Intellectually, I didn’t have much trouble doing the work. Socially, my life was a disaster. In some ways, there are probably greater differences between a six year old and a seven year old than between a fifty year old and a sixty year old.
This was a working class public school district, and there were few enlightened ideas as to how to deal with bullying, other than that you ought to learn to fight back. Physically, if left with kids my own age I might have been about a C-minus. With kids a year older, I didn’t even try. So I was shoved and punched and kicked and called names. Nothing remotely as bad as many other kids endured.
I coped by learning to be a diplomat, to be funny and to retreat into books. Not that this was all bad. To the extent I can remember, I probably felt that I was the only child in my class being bullied. In fact, we now know that many, maybe most kids are victims. My guess is that most kids who are bullied, think they are almost the only ones. Today we know more about all this. But bullying has also taken on more dangerous forms. There were no cyberbullies in my life.

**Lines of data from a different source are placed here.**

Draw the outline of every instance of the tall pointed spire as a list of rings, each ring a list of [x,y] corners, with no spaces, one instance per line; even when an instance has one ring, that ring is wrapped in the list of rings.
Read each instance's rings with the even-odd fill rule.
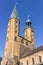
[[[29,16],[28,16],[28,19],[26,20],[26,28],[32,27],[31,24],[32,24],[31,20],[29,19]]]
[[[15,7],[13,9],[13,12],[12,12],[10,18],[17,18],[17,19],[19,19],[18,18],[18,14],[17,14],[17,10],[16,10],[16,5],[15,5]]]

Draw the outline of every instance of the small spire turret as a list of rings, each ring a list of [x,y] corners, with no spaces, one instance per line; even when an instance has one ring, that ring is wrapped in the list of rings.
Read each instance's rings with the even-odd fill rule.
[[[13,9],[13,12],[12,12],[10,18],[19,19],[19,18],[18,18],[18,14],[17,14],[17,10],[16,10],[16,5],[15,5],[15,7],[14,7],[14,9]]]
[[[28,17],[28,19],[26,20],[26,28],[31,27],[31,24],[31,20]]]

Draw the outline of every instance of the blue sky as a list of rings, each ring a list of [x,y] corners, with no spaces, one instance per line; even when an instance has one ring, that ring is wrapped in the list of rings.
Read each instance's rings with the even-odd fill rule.
[[[20,19],[20,35],[23,36],[25,22],[30,16],[34,28],[35,46],[43,45],[43,0],[0,0],[0,56],[4,56],[8,19],[15,3]]]

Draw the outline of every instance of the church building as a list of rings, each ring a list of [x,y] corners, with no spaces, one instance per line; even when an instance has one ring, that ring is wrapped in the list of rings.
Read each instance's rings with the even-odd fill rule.
[[[31,20],[28,18],[25,24],[24,37],[22,37],[19,35],[20,20],[15,6],[8,20],[4,58],[1,65],[43,65],[43,46],[35,48]]]

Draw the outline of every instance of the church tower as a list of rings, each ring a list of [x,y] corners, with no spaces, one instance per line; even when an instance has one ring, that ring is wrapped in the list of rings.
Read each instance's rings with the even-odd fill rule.
[[[16,6],[8,20],[8,28],[6,35],[6,45],[4,51],[4,59],[18,56],[18,35],[19,35],[19,18],[16,10]]]
[[[32,28],[32,23],[30,19],[26,21],[26,28],[24,30],[24,38],[31,42],[32,47],[34,48],[34,30]]]

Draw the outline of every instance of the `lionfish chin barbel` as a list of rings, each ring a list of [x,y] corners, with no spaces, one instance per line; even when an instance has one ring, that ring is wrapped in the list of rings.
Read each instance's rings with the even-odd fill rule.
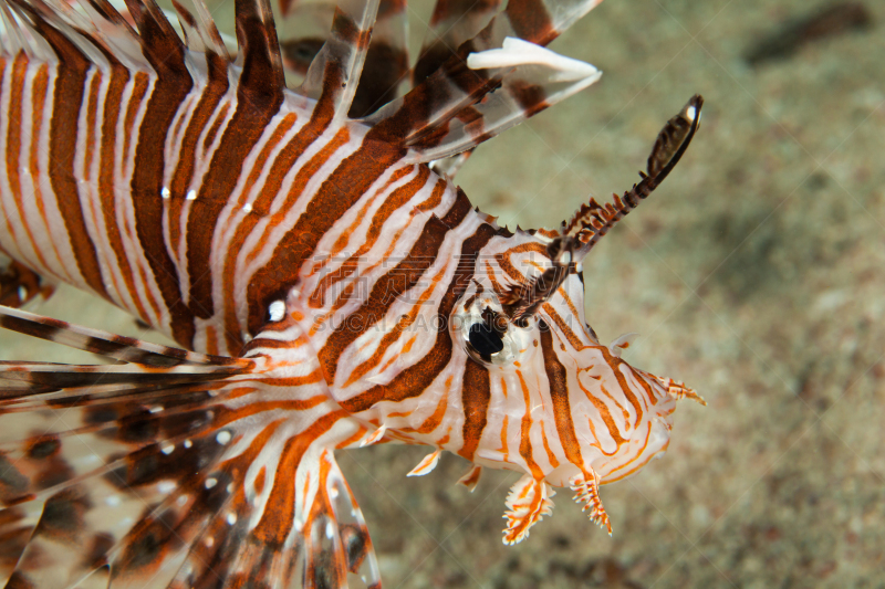
[[[523,473],[507,544],[564,485],[611,533],[600,485],[701,399],[600,344],[581,264],[701,98],[613,203],[512,233],[452,175],[598,78],[544,49],[598,0],[438,0],[414,66],[404,0],[236,0],[238,50],[173,3],[0,0],[0,324],[116,360],[0,365],[7,587],[379,587],[334,459],[377,442]],[[14,308],[59,282],[181,349]]]

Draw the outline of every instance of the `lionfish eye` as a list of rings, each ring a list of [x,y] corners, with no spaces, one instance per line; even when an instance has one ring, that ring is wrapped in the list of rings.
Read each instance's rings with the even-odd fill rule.
[[[501,319],[500,314],[486,307],[482,312],[482,322],[470,326],[468,339],[483,359],[504,349],[503,337],[507,333],[507,323],[506,319],[503,322]]]
[[[509,366],[533,349],[534,322],[514,324],[490,291],[465,294],[451,317],[468,356],[485,366]]]

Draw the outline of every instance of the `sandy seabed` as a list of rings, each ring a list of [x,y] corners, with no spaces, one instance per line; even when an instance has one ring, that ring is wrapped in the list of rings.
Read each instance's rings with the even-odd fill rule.
[[[663,124],[702,94],[688,154],[585,277],[601,339],[639,333],[625,358],[709,406],[683,401],[667,454],[603,487],[611,538],[561,490],[506,547],[517,474],[469,494],[458,457],[406,478],[426,449],[345,453],[385,587],[885,586],[885,3],[867,8],[870,31],[754,69],[743,52],[806,2],[607,0],[552,45],[601,82],[482,146],[457,181],[511,229],[555,227],[638,180]],[[137,335],[60,294],[41,312]]]

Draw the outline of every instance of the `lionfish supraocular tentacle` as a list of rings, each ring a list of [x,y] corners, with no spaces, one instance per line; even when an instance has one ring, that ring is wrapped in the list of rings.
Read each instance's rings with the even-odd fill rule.
[[[582,246],[511,233],[450,181],[598,78],[541,46],[597,3],[439,0],[430,34],[461,20],[408,76],[398,0],[322,2],[321,43],[282,45],[267,0],[236,0],[232,61],[204,0],[174,3],[185,40],[154,0],[0,0],[0,250],[194,350],[0,311],[122,362],[0,365],[7,586],[378,587],[333,454],[381,441],[433,446],[412,474],[459,454],[469,488],[482,466],[524,473],[506,541],[551,485],[581,485],[605,522],[598,484],[659,455],[694,392],[600,345]],[[306,7],[282,8],[288,34]],[[577,224],[581,243],[604,233]],[[517,286],[562,267],[514,312]]]

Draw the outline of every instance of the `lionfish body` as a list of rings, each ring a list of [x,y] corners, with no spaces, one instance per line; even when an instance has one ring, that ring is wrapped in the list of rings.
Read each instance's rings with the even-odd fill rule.
[[[2,302],[66,282],[184,348],[2,311],[118,361],[0,367],[7,587],[377,587],[333,454],[379,441],[435,449],[410,474],[464,456],[470,487],[523,472],[507,543],[550,485],[607,526],[600,483],[663,452],[695,395],[598,343],[581,259],[669,172],[699,98],[639,185],[558,231],[511,233],[451,182],[598,77],[541,46],[596,3],[440,0],[396,98],[393,0],[342,0],[319,41],[278,41],[268,3],[237,0],[236,60],[202,0],[175,6],[186,41],[153,0],[1,2]]]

Nor did I ever hear of a case where a bullied kid went home to get his father’s automatic weapon or made bombs in the basement to settle scores. Times have changed.
Families aren’t what families used to be. Which makes it all that much more important that we prevent bullying from ruining lives. My guess too is that many of us have been affected by bullying in ways we don’t even realize. When I was in my late 40s, I happened to run into one of the kids who had bullied me unmercifully.
I was then somewhat successful; had a beautiful home and had received recognition for my work. This guy didn’t recognize me, looked terrible, clearly had no money and was essentially a janitor in a liquor store. To my surprise, seeing his failure gave me spiteful pleasure. I am not proud of that. I suspect millions of other bullied people have worse after-effects. Which is why intelligent adults need to do whatever we can to stop it.